The Jungnangcheon is a tributary of the Han River in South Korea. It is generated in the valley of Dorak Mountain of Yangju, Gyeonggi Province. Cheonggyecheon is a tributary of Jungnangcheon.
Its whole river basin extends to 299.9 km^{2}. Most of the stream is located in Uijeongbu and Seoul.

==Recreation==
Citizens enjoy jogging and cycling near the river. The cycling track links to other tracks on both the nearby Cheongyecheon stream and the Han river.

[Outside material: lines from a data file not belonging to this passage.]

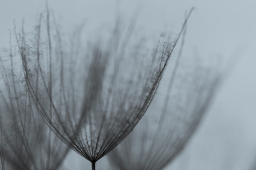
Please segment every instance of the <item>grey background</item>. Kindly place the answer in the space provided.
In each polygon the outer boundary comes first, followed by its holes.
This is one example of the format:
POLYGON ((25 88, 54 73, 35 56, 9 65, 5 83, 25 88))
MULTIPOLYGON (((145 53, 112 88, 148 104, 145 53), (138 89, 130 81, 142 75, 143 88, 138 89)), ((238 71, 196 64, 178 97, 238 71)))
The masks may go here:
MULTIPOLYGON (((24 18, 26 30, 33 30, 44 4, 43 0, 0 0, 0 47, 8 47, 8 29, 13 28, 14 19, 21 26, 24 18)), ((49 5, 67 33, 81 21, 93 30, 110 26, 117 9, 124 18, 138 10, 137 28, 149 38, 164 30, 177 33, 185 12, 195 6, 184 56, 197 53, 239 59, 198 130, 166 169, 248 169, 256 159, 255 1, 55 0, 49 5)), ((86 162, 71 152, 65 164, 70 169, 87 169, 86 162)), ((105 169, 105 164, 103 159, 97 166, 105 169)))

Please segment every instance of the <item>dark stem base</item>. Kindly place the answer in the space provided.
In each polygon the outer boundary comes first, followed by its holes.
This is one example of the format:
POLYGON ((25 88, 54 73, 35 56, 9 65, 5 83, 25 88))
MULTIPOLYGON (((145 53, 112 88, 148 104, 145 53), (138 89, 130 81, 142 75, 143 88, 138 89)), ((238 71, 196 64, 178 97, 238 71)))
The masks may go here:
POLYGON ((92 170, 95 170, 96 169, 95 169, 95 162, 92 162, 92 170))

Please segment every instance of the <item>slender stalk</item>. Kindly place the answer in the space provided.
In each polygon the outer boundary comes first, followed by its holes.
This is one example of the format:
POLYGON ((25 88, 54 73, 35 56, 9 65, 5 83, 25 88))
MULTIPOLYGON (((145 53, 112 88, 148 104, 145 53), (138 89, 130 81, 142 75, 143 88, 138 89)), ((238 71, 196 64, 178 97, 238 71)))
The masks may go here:
POLYGON ((95 162, 92 162, 92 170, 95 170, 95 162))

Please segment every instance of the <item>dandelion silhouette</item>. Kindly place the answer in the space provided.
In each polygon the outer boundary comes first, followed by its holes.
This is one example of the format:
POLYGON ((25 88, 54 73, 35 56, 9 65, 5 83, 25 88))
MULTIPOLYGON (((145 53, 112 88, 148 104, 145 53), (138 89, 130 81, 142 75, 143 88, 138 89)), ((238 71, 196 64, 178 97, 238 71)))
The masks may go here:
POLYGON ((196 58, 193 58, 196 62, 181 58, 181 51, 182 47, 168 74, 169 84, 162 81, 141 122, 107 155, 112 169, 162 169, 182 151, 195 132, 221 74, 217 67, 200 64, 196 58))
POLYGON ((21 58, 11 48, 0 59, 1 169, 60 169, 70 148, 31 106, 21 58))
POLYGON ((188 18, 172 43, 161 38, 151 50, 132 40, 132 22, 124 30, 117 21, 107 40, 84 45, 82 29, 67 42, 48 9, 44 18, 34 42, 17 36, 29 93, 51 130, 95 169, 146 112, 188 18))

Seoul Selection reports that there are some areas alongside the stream where rape flowers are visible in May.

==Pollution==
The river contains a large amount of pollutants especially from domestic pollution. Experts have pointed out that the pollution originates from the upper reaches of the stream. In summer 2007, more than 200 fish died after a heavy rain. Pollutants at the bottom of the riverbed contaminated the stream after a storm, and citizens called environmental authorities.

Uijeongbu city government reported its plan to build more ecologically-friendly sewage disposal plants.

Despite the likelihood that the water is not clean, many people fish in the river downstream from Uijeongbu.